Avec le myrte de passion et de gloire, et les marguerites romantiquement lunaires d’amour pacifique, je cueille sous la lune la subtile et blanche ciguë, qui, hiératique, dresse haut sa gracieuse corolle pâle — pâle comme la lune — mais trouée d’un cœur noir. Cœur noir mystérieux, mystérieux comme la pâle mort que donne la lunaire ciguë, qui, hiératique, dresse sous la lune pâle sa corolle pâle.

Et voici mon bouquet lunaire, mon bouquet chaste malgré ses symboles, chaste jusqu’à contenir la mort, la mort pâle et lunaire.

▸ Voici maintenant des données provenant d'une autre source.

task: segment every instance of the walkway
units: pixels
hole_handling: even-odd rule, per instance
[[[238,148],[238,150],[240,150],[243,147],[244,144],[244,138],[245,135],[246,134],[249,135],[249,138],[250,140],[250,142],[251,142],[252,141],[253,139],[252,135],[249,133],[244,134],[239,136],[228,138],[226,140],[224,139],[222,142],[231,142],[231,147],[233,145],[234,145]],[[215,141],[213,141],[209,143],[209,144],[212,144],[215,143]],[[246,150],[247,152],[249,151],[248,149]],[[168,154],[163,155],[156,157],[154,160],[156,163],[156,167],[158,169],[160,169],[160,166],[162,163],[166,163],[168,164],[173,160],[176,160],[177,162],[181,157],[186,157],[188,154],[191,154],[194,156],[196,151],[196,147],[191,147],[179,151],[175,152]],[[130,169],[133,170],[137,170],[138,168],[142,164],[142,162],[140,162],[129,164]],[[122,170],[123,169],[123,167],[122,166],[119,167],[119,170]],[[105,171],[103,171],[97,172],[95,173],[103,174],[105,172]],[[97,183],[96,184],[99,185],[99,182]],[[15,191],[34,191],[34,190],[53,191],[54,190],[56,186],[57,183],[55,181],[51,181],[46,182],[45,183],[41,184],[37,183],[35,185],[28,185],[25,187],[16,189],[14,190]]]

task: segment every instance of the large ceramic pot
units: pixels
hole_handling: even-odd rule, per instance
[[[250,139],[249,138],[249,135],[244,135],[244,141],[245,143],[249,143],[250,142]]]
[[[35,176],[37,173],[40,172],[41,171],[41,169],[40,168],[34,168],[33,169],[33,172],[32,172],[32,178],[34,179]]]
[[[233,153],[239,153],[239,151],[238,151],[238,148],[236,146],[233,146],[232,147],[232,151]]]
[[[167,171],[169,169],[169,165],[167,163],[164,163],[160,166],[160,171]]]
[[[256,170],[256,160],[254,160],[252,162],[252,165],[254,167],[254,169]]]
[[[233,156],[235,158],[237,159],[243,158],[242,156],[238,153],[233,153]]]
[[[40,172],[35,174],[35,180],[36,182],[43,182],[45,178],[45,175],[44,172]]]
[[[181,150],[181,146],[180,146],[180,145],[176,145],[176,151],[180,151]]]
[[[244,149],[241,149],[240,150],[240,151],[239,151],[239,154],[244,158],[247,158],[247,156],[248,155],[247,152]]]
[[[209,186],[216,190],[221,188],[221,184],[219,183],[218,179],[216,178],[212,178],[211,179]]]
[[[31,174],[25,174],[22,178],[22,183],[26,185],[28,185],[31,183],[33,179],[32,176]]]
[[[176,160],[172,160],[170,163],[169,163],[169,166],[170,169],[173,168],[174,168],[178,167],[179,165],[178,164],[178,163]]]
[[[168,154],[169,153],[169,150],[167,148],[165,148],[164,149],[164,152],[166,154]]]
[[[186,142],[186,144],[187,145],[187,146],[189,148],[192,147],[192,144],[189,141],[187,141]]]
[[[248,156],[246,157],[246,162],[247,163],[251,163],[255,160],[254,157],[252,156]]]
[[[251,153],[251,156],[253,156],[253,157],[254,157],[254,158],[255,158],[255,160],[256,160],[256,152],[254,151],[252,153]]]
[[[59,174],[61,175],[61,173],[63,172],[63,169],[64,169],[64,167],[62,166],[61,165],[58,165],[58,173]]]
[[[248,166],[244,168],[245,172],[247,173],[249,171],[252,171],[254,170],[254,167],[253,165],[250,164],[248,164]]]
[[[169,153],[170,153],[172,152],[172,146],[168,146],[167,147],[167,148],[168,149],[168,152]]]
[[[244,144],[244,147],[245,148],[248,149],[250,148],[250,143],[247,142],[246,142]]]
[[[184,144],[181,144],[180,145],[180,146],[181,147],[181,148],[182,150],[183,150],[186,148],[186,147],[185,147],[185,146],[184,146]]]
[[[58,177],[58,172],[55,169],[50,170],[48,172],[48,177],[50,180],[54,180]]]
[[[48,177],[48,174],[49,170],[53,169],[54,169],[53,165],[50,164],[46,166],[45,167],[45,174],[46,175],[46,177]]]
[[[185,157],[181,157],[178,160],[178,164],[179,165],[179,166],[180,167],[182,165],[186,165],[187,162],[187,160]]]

Avec le myrte, je ne ferai pas une couronne pour mon front. Que m’importe la gloire ? Que m’importe la gloire, ce soir surtout, sous la lune, la lune qui pâlit les réalités, annihile les futurs. Je n’en ferai pas offrande à Vénus. Celle que je crée semblable à mon âme est plus cruelle, si elle n’exige pas l’éternité, elle veut du sang. Et pour cela, douze fois trois jours dans l’an, elle veut les femmes, ses vestales, toutes à Elle dans le renoncement, dans le poignant et fatal sacrilège du sang. Je ne lui offrirai pas de myrte, mais bientôt sur le marbre blanc de son autel, mon sang ; mais parce qu’elle ne m’a pas délivrée de l’Attente, elle sera frustrée de mon renoncement. Qu’importe la dîme rouge à celle qui, chaste, attend, et dont la rose ardente, sous la lune, est pâle, nostalgiquement pâle comme la lune et l’attente.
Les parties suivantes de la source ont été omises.